Sharbat Gula, whose iconic image by photographer Steve McCurry earned her the title of "Mona Lisa of the Afghan war", was taken into custody from her home in the north-western Pakistani city of Peshawar, police official Tahir Khan said.
Gula, now in her 40s, has been charged with obtaining Pakistani identity by allegedly forging documents and would face up to seven years in jail if proven guilty, Mr Khan said.
An official of the Federal Investigation Agency (FIA), a department that deals with forgery cases, confirmed the arrest.

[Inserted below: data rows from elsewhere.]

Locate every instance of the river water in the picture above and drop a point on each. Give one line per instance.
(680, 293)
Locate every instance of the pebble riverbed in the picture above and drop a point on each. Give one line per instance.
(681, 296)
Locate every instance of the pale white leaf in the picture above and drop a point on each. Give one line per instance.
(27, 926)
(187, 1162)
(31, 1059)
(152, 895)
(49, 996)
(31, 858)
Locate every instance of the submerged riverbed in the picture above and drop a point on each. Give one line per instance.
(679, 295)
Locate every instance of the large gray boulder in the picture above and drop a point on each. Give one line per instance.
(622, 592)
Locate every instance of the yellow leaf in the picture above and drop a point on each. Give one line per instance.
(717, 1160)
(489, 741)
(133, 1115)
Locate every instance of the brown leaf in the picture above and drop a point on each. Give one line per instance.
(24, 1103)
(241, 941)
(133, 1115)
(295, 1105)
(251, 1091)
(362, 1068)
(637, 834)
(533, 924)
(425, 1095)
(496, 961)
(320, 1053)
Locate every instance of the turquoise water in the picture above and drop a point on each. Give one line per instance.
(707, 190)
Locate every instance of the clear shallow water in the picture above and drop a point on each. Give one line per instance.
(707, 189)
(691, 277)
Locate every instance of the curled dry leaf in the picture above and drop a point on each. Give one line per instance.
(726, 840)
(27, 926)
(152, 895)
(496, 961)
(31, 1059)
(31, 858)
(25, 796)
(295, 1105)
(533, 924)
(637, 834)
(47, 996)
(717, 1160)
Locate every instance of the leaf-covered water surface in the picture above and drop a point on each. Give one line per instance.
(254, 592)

"Our team together with police raided her house and recovered both Pakistani and Afghan IDs," said FIA director Imran Shahid.
Steve McCurry's famed Afghan Girl on the cover of @NatGeo's 1984 magazine is on a judicial remand for a fake Pak-ID with the FIA #Peshawar. pic.twitter.com/3szkw1KesG
— Iftikhar Firdous (@IftikharFirdous) October 26, 2016
Gula's family fled to Pakistan with thousands of Afghan families when Soviet forces invaded Afghanistan in 1979.
McCurry photographed her in December 1984 when she was 12 and a refugee in a camp on the Afghanistan-Pakistan border.
The photograph appeared on the National Geographic cover in June 1985, and was widely used to publicise the plight of refugees.
Last year Pakistan's government began a crackdown on Afghan refugees who allegedly used forged documents to obtain Pakistani nationality. That's when Gula's name surfaced.
Pakistan has said that it plans to send all of the estimated 2.5 million refugees back to Afghanistan as they have become an "unbearable" burden on the economy.